Annotation consistency: HTP
(anyone can add themselves)
- Emily Dimmer, Stacia Engel, Val Wood, Ruth Lovering, Varsha Khodiyar, Susan Tweedie
Do we need to create a 'HTP' tag? Why would we need that:
- allow users to distinguish between large scale and gene-by-gene experiments
- would give the possibility to exclude this data from some analyses if required
- HTP users who use GO to validate their results need to remove HTP data which uses the same methods as theirs
2. Proposed solution(s)
3. Comments/counter arguments
[09-09-2008] I am very much for the creation of an HTP tag. Investigators have asked specifically how we are dealing with such results, some would be interested in having the option of removing them from the annotation set they use to validate their own methods.
While I am not saying that all HTP methods necessarily produce less reliable than results (as with everything there is a range of quality), the huge number of annotations that such investigations can produce does have the potential to produce a greater number of erroneous data than small-scale experiments, particularly as unlike in a small focused experiment, investigators do not have the same time/opportunity to evaluate their all results in respect to the context of other knowledge.

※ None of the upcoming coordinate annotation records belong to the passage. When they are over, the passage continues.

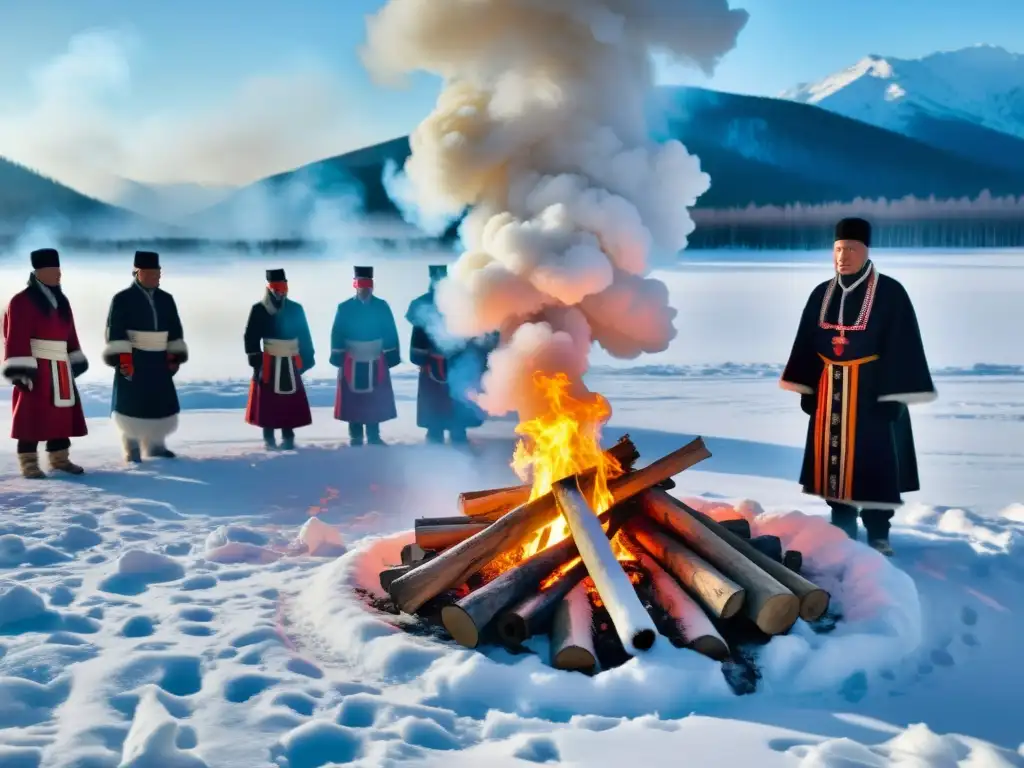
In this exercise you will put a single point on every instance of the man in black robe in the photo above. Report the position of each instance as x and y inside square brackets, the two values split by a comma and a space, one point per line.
[857, 363]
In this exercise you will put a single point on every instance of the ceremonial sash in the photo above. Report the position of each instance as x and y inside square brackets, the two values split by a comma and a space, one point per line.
[148, 341]
[282, 357]
[836, 427]
[55, 352]
[357, 368]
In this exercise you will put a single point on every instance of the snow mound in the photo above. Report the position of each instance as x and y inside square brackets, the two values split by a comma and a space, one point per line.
[881, 625]
[152, 740]
[918, 745]
[18, 603]
[321, 540]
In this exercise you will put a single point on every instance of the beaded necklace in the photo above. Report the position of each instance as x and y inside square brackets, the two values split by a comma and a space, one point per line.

In addition, for species/gene sets where we might not have very much other data, we could end up with a set of manual annotations which mainly originate from one/two investigations and which might produce some bias in the resulting GO annotation set? As we could get so much data from these sources, I'd like to be extra careful and once its in and tagged, we can then make the analysis as to the general confidence level - I get the feeling that experimentalists expect us to be careful as to how we present information from such large datasets.
[09-09-2008 @ the conference call] Chris recommends adding those to ECO if we plan on using them.
[10-14-2008] In general, I am opposed to the creation of an HTP tag. This is because the volume of the experiment does not necessarily say anything about the quality of the data. In addition, the source of the data is already stated by the reference, and anyone who wants to remove that data set from their subsequent analysis can easily do so by parsing out by the source reference. Also, just because it is high volume does not mean the same algorithm or method is used for the data analysis, so removing HTP from subsequent analysis may remove data generated by a different method than the one being evaluated.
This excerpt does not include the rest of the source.